Derivatives and futures traders seem to possess the property market's equivalent of a British Airways executive club gold card. They have a dedicated property negotiator, automatic upgrades to the area of their choice and priority viewing of new instructions.
I know that impersonating a derivatives trader is probably illegal, even though a lot of people in the City get away with it. However, desperate times call for desperate measures. So I have hired a sharp suit and a blunt manner and headed once more into the market place.
The conversations I have had so far have been altogether more rewarding than those in my more conventional guise of "just another person who would like to buy a house".
This is a reasonable replay of a not untypical encounter.
"Good morning Sir. How may I be of assistance."
"I would like to buy a house," say I. "No more than pounds 5m. My bonus has been shaved a bit this year. I took a bath on the mark in December."
"So you work in the City?"
"No. The City works in me. I live and breathe the City," I say wiping away a tear.
"What exactly do you do?"
"I trade."
"Of course," says the estate agent almost overpowered by the smell of my money. "And you would like to buy a house."
"Indeed I would. When I got my bonus I thought, I know, I'll put it in the building society. Then I thought, no, I'll buy the building society. Then I thought, no, it's time to settle down and invest in bricks and mortar."
"A wise decision if I may say so. What are you looking for?"
"Well, what I need is two places. One for me and one for my old mum."
"I see" (drooling).
"Yes. I need three to four bedroms, two baths and a garden. Nothing too flash."
"And for you sir?"
"Yes I need to spend four to five million, two baths in each bathroom and a gardener."
"Nothing too flash?"
"You are dead right. Nothing is too flash for me mate."
With that the estate agent, who but a few weeks ago had nothing on his books, pulls out a pile of particulars. I give them a cursory glance.
"I'll have that one," I say pointing at the most expensive.
"An excellent choice. Now when would you like to view?
"I do not want to view. I want to buy."
"But what if it is not to your taste?" the estate agent inquires.
"Why is that a worry? I am not going to live there."
"Where will you live then?"
"With my mum of course. What have you got for her?"
"If the truth be told sir, that is proving to be a rather troublesome sector of the market."
"Oh, I see. Look, here's a tenner. Does that make it any less troublesome?"
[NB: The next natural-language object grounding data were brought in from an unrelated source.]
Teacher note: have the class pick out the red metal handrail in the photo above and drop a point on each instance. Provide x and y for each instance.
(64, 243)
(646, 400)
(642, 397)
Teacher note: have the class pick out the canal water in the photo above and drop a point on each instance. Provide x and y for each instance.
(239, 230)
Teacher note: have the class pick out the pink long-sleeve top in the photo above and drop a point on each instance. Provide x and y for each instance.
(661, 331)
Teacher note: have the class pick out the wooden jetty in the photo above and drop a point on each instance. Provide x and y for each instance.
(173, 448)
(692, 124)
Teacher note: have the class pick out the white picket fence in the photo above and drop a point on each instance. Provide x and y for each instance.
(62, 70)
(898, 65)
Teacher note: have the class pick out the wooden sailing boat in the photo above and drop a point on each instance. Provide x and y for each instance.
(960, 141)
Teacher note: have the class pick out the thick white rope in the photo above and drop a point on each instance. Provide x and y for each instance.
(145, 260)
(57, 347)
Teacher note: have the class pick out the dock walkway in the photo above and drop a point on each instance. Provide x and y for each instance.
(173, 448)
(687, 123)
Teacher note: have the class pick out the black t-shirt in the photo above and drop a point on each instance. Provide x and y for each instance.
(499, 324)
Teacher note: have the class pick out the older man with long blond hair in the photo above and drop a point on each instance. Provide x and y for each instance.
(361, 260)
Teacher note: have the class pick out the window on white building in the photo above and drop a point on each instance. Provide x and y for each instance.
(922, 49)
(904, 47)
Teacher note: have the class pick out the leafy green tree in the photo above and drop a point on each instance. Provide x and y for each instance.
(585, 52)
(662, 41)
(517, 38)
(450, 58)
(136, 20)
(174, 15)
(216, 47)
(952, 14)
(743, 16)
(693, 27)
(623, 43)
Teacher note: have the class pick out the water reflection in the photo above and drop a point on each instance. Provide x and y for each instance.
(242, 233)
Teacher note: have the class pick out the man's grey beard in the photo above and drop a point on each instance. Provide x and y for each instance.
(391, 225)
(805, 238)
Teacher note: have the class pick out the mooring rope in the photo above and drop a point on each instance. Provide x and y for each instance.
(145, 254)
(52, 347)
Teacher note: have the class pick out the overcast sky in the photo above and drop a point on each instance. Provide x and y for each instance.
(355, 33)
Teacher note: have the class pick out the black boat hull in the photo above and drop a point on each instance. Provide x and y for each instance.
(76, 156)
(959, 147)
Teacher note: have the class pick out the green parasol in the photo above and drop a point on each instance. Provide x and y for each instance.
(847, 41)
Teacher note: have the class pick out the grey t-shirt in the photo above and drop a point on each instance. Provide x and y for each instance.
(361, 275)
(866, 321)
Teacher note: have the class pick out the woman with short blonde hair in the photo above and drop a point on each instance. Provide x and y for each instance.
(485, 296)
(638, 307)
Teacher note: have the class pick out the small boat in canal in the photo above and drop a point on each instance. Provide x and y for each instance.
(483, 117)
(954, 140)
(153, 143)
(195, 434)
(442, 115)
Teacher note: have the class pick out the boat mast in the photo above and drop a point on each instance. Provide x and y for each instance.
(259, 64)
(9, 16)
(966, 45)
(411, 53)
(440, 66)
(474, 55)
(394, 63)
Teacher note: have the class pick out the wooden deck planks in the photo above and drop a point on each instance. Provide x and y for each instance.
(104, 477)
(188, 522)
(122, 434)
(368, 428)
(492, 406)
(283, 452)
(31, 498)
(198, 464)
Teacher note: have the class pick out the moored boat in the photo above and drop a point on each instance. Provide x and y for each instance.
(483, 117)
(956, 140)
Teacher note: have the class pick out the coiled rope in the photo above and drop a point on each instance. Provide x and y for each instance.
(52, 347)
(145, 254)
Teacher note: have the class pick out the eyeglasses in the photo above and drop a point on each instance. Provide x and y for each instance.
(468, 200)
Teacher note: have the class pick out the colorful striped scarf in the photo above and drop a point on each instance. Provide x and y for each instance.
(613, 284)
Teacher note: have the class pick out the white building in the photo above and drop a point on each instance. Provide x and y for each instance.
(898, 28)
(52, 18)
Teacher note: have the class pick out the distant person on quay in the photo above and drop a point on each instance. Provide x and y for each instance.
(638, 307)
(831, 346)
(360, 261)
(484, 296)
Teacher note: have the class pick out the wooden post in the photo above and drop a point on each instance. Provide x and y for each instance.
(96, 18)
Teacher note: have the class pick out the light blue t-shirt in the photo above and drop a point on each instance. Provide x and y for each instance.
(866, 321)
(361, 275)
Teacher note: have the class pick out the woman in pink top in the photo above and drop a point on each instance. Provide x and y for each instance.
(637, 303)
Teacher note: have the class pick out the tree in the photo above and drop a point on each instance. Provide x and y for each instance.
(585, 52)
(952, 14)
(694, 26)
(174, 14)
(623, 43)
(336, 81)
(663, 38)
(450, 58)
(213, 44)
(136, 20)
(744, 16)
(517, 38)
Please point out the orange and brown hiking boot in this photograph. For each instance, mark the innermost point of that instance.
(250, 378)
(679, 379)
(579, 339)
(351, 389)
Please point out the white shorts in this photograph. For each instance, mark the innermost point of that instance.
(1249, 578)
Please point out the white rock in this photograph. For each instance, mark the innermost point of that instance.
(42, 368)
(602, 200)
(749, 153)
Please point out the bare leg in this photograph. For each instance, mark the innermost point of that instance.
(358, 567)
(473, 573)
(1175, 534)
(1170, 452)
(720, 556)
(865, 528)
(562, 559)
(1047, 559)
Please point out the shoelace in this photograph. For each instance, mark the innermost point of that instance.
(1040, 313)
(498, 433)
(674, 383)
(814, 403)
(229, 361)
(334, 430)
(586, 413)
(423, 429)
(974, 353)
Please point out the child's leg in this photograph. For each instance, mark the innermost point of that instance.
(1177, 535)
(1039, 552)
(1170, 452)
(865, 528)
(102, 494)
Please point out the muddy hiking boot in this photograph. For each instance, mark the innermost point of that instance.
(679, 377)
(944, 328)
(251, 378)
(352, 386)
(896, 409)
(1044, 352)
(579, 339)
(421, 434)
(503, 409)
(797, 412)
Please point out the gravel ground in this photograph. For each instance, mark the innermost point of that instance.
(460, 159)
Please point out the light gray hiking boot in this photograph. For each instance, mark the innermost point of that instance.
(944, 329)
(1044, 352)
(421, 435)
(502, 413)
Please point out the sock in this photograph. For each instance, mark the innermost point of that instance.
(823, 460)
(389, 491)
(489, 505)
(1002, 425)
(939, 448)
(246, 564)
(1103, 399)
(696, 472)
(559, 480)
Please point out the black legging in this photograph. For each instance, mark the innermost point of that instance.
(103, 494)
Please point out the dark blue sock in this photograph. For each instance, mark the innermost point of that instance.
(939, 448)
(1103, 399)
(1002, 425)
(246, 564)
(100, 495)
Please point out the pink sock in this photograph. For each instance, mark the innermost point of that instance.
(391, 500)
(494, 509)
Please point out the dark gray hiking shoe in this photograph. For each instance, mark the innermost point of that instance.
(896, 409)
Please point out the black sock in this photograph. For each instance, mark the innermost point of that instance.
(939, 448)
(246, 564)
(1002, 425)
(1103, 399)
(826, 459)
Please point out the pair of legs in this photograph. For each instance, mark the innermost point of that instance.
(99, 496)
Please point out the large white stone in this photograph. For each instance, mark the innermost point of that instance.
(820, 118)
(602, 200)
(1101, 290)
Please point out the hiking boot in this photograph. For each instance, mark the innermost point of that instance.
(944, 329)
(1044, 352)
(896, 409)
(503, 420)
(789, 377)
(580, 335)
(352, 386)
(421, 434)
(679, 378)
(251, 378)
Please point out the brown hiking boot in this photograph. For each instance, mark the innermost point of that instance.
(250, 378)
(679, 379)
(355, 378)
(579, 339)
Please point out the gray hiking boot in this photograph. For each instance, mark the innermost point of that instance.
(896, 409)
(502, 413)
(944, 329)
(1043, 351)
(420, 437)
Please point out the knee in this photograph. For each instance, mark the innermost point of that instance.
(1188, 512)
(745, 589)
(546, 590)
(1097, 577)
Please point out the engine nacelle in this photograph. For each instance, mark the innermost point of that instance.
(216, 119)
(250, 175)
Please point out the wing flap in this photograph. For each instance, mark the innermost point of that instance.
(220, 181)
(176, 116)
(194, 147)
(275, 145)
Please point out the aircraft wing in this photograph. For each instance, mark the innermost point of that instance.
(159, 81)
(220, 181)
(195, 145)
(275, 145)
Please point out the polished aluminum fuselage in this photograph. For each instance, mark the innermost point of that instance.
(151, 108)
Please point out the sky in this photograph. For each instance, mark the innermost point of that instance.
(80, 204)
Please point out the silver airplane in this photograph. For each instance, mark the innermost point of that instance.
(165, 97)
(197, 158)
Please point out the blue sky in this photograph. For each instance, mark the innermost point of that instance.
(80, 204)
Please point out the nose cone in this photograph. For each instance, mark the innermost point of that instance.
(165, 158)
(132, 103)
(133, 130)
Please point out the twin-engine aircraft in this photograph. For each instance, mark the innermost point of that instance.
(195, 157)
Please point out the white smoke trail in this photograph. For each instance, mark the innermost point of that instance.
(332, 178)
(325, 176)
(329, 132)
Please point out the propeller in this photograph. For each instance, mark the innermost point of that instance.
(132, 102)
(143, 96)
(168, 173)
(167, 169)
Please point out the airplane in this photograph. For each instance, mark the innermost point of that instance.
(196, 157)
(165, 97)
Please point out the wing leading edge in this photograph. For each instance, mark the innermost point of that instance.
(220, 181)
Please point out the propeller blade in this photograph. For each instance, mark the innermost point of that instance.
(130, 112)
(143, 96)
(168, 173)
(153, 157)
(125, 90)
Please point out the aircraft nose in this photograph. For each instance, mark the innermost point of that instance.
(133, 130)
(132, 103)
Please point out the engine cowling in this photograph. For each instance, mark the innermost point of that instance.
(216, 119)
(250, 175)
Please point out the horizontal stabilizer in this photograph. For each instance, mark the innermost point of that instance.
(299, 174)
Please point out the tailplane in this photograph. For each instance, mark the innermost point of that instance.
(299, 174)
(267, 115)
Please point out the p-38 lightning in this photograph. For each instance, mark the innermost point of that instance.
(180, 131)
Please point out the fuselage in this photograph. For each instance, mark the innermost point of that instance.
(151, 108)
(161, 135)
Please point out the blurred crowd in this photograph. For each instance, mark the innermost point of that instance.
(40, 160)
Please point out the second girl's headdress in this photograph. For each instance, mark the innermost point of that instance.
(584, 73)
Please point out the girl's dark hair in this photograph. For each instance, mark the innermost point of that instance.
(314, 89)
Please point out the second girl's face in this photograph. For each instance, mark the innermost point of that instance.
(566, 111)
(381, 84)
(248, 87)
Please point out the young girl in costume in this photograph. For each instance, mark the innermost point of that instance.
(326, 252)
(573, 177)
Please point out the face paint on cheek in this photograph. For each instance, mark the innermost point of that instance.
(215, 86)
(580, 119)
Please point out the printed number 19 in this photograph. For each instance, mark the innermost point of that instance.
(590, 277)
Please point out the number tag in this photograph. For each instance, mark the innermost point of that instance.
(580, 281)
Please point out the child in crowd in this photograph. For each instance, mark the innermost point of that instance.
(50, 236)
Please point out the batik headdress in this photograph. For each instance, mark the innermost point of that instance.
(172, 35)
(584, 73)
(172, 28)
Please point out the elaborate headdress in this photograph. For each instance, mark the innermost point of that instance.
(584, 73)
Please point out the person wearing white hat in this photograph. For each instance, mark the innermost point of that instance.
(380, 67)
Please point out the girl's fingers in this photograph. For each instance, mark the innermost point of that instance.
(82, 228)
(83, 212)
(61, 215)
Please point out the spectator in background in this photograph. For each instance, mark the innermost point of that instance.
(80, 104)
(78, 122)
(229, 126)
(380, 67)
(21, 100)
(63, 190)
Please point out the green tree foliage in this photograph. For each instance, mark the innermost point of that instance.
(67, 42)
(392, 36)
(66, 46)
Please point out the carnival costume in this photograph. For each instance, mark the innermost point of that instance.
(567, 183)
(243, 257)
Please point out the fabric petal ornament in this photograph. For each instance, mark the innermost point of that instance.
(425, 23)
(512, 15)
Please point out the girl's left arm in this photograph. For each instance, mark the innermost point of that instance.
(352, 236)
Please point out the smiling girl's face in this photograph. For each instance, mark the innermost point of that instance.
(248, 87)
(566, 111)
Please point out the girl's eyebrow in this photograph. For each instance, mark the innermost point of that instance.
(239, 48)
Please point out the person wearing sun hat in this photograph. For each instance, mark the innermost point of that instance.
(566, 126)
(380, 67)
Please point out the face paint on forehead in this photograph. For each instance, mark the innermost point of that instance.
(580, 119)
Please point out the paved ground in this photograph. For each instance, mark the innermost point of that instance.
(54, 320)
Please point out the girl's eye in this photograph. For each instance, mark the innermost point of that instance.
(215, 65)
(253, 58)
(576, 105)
"The problem is we don't actually have any houses like that to sell sir," the estate agent says returning the pounds 10 note. "How about if your mum moved in with you?"
"Don't be ridiculous. It would take her all week to clean a place that size. When would she cook my dinner?"
The estate agent begins to see 2 per cent of pounds 4.9m drifting away. Which goes to show. Money cannot buy you happiness, nor can it buy you a three bedroom house in London.